Леопольд, пользуясь тем, что мать и отец не обращали на него внимания, давно предался лени и как бы узаконенному безделью. Безделье стало для него чем-то вроде занятия, он к вечеру уставал от него, испытывая раздражение и вялость. А хмельные еженощные «радения» вытравили в нем последние душевные силы, очень часто он чувствовал себя разбитым и слабым, как больной старик.
Иногда он как бы спохватывался и говорил матери, что готовится поступить в какой-то вуз, но через час и мать и сам Леопольд забывали, в какой именно.
У Леопольда в личном пользовании был «Москвич», подаренный ему отцом в день окончания десятилетки. Часами Леопольд катался по Москве, возил на отцовскую дачу свою компанию. На даче он и его друзья нередко устраивали кутежи, после чего, подражая старым, дореволюционным кутилам-купцам, предпринимали хулиганские вылазки, или, как они их называли, «бузокроссы»…
Прошло четыре года, а Леопольд все еще не удосужился подумать, чем ему заняться. Аттестат зрелости пылился в ящике стола среди заграничных открыток и фотографий знакомых девушек.

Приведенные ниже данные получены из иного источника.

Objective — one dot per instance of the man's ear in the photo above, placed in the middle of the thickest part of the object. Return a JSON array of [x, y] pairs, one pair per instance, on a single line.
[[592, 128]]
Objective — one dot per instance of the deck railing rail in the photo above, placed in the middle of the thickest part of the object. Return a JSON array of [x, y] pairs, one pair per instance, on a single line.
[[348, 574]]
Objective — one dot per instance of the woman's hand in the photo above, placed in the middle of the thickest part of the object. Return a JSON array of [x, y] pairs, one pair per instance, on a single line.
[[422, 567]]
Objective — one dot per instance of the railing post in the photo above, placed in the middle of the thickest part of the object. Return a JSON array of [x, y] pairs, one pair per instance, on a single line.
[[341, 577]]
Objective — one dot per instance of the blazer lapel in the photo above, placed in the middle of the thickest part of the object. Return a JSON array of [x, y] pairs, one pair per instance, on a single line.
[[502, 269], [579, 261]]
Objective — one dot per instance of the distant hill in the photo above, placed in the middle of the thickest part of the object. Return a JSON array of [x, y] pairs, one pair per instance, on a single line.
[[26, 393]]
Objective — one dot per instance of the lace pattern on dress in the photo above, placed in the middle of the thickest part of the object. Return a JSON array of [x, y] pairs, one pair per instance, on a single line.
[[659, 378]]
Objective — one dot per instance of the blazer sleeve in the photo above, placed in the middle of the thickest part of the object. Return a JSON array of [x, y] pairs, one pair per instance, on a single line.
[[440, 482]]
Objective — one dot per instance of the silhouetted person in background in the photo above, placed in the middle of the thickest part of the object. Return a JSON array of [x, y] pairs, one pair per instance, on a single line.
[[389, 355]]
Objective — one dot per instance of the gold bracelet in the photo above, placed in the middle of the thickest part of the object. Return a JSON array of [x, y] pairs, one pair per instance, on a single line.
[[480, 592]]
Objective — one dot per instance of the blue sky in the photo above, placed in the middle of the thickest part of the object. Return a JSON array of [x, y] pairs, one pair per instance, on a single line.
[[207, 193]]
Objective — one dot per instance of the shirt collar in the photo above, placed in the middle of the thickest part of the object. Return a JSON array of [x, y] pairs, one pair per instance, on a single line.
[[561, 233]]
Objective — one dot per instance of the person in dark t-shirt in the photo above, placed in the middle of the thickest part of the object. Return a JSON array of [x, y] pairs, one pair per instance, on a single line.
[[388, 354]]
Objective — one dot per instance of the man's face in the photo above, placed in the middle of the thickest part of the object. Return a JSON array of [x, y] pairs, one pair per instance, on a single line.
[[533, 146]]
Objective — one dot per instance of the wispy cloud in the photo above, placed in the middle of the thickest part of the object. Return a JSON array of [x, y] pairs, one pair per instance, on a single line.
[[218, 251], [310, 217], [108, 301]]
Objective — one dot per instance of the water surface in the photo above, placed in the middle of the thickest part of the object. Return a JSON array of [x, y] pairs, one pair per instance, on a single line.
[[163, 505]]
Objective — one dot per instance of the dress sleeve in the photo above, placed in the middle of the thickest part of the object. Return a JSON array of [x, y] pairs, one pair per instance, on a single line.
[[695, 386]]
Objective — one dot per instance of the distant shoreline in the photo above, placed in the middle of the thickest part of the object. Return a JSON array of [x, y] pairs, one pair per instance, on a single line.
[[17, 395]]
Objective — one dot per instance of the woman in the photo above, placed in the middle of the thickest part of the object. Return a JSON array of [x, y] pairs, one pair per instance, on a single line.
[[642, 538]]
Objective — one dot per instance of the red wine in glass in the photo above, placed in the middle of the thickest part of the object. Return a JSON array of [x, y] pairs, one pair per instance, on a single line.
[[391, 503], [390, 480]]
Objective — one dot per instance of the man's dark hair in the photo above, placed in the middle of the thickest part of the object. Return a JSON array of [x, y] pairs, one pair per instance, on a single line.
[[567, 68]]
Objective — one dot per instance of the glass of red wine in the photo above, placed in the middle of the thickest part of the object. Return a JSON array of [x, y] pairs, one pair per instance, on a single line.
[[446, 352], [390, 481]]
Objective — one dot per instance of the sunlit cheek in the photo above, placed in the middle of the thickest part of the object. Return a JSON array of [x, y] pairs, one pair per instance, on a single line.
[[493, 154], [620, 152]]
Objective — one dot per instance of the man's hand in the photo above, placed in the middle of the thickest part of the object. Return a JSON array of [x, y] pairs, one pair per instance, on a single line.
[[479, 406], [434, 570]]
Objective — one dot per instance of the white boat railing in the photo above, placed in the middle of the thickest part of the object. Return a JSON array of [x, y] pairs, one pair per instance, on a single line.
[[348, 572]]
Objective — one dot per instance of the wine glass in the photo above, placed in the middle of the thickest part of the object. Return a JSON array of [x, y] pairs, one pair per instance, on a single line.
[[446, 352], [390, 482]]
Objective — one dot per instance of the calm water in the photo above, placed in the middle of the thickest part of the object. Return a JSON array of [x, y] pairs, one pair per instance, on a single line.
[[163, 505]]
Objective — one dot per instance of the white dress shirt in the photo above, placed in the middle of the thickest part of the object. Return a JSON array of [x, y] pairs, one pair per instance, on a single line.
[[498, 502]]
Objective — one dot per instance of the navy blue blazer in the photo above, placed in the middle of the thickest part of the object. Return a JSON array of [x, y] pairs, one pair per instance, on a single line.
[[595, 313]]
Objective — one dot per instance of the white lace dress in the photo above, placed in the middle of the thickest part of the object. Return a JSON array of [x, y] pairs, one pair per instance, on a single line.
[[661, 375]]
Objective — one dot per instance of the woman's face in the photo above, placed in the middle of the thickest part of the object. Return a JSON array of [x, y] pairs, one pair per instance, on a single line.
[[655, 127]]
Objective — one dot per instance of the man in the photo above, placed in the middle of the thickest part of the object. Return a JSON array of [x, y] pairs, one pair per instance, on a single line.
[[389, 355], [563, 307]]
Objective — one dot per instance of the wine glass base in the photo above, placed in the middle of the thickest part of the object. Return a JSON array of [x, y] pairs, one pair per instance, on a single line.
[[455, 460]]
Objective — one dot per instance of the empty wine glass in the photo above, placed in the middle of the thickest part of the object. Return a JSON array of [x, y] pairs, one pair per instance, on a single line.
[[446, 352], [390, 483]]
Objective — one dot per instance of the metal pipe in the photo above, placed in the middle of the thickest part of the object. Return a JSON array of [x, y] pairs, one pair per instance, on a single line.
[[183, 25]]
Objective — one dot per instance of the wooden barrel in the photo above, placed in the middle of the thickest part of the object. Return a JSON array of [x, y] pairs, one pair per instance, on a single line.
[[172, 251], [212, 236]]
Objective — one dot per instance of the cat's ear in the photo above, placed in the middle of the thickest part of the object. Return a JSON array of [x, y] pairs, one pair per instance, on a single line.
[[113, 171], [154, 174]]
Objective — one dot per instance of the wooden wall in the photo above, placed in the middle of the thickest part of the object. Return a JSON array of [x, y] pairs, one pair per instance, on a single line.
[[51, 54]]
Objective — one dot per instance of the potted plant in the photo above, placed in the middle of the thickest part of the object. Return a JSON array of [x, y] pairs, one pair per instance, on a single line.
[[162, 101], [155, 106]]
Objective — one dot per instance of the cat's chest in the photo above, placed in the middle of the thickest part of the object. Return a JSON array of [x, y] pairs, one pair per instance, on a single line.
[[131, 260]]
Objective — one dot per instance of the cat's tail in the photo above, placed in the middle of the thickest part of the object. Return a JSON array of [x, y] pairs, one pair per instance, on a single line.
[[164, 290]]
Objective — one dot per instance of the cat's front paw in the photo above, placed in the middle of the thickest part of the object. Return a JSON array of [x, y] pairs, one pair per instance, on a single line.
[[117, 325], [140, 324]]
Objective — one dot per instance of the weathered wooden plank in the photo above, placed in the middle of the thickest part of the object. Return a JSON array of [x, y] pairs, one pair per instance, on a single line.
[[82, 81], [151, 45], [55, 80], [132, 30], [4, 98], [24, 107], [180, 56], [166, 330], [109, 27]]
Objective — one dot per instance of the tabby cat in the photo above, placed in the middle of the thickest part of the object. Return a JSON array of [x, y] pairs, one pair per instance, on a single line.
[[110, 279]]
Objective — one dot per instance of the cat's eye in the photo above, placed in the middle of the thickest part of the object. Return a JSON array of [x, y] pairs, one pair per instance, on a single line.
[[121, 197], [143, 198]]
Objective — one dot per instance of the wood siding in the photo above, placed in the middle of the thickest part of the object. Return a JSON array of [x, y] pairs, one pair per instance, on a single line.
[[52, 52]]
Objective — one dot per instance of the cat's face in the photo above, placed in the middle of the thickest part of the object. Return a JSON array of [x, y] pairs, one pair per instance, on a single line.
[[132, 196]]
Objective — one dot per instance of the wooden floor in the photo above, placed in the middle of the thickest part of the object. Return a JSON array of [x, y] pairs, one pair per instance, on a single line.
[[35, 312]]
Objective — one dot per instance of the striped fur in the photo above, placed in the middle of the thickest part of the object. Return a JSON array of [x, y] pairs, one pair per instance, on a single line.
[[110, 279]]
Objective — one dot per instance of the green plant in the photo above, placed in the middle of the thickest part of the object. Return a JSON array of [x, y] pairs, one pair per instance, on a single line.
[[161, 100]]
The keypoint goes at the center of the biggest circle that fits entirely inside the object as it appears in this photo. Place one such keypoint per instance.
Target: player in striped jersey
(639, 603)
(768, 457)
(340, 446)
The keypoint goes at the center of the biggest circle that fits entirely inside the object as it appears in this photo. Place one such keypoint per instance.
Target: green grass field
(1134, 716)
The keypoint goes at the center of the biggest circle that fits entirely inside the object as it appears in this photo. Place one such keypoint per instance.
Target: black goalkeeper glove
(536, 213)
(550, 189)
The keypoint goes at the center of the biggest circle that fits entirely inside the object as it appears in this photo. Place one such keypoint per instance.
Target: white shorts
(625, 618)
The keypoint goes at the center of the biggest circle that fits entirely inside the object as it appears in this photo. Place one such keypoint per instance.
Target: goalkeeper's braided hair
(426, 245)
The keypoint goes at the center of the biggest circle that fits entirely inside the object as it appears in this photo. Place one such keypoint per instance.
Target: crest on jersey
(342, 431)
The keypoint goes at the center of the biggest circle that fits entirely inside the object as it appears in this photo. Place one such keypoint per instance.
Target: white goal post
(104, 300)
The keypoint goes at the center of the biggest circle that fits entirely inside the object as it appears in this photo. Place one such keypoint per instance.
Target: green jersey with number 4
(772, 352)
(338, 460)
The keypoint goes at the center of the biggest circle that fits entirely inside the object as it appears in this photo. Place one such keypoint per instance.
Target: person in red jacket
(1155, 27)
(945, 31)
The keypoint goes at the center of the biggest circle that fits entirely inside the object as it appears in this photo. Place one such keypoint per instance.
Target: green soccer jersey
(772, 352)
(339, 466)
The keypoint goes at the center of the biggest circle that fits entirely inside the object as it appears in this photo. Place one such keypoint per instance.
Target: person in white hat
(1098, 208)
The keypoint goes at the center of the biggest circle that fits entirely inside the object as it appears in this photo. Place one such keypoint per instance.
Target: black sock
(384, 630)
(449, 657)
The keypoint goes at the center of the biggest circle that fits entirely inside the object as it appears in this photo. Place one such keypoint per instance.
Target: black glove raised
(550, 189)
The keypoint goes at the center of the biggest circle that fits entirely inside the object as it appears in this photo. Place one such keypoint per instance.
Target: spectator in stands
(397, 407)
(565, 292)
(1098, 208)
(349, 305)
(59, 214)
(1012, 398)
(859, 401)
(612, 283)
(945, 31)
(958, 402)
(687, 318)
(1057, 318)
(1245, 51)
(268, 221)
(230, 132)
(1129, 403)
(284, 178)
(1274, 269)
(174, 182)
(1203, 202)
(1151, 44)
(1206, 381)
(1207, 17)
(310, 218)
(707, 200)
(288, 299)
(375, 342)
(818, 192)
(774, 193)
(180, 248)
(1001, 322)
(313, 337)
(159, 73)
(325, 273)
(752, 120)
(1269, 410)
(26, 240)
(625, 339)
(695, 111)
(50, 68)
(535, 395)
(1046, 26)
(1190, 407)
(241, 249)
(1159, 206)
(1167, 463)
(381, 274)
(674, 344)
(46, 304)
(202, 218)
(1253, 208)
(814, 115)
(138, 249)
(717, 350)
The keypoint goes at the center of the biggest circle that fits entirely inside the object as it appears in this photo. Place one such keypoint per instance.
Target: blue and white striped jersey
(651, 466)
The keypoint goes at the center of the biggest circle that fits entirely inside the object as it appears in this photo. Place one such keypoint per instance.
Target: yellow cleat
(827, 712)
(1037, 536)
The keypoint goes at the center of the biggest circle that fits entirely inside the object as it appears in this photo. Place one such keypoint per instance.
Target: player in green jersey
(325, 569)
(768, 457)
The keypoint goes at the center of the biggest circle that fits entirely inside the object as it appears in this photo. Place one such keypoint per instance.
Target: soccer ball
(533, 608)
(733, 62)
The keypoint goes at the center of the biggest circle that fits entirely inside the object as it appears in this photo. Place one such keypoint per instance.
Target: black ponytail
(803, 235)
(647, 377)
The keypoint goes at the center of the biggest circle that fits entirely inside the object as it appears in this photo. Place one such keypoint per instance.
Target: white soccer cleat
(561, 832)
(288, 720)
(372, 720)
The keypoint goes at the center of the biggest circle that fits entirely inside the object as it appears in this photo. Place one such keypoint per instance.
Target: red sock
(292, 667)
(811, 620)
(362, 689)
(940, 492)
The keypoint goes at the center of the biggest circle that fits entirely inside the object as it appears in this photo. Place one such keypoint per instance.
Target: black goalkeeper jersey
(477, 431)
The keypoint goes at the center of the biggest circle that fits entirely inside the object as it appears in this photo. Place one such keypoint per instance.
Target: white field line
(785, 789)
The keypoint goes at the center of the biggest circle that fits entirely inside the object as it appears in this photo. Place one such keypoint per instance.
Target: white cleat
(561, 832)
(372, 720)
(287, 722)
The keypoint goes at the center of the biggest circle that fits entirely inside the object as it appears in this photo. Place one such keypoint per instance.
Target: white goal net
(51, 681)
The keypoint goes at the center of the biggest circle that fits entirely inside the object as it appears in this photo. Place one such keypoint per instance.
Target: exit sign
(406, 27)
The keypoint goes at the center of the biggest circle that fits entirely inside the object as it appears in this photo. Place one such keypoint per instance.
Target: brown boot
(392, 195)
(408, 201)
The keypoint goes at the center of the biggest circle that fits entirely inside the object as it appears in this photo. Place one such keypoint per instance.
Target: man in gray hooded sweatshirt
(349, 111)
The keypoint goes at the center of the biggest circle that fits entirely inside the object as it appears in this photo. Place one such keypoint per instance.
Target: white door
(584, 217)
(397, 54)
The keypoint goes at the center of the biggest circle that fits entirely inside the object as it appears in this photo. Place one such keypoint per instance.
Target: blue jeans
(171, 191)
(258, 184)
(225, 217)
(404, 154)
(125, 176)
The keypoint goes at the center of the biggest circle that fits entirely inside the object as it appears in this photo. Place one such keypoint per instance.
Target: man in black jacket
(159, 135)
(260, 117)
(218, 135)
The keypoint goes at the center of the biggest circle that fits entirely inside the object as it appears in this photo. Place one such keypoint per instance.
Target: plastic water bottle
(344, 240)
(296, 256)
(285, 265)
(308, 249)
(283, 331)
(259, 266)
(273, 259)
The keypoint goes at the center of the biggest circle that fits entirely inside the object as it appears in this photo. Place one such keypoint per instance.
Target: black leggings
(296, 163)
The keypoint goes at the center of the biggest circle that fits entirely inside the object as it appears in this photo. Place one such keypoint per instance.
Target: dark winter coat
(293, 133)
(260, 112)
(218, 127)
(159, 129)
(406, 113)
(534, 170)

Так день за днем, месяц за месяцем незаметно уходила его молодость, выветривались полученные в школе знания.
Прокрутив после завтрака несколько надоевших пластинок с модными фокстротами, Бражинский обзванивал таких же, как и сам, бездельников, условливался о месте встречи и надолго уходил из дому. Днем они собирались у кого-нибудь из приятелей, много пили, смаковали рассказы о заграничной, будто бы сверхвеселой жизни, о западных музыкальных новинках, учились танцевать рок-н-ролл, а по вечерам уезжали в давно облюбованные рестораны. После полуночи заканчивали попойку обычно у Аркадия. У него были свои последователи и ученики, и среди них самый последовательный — Леопольд Бражинский. Он, пожалуй, более всех усвоил заповедь своего учителя — ни во что не верить, все отрицать, все оплевывать.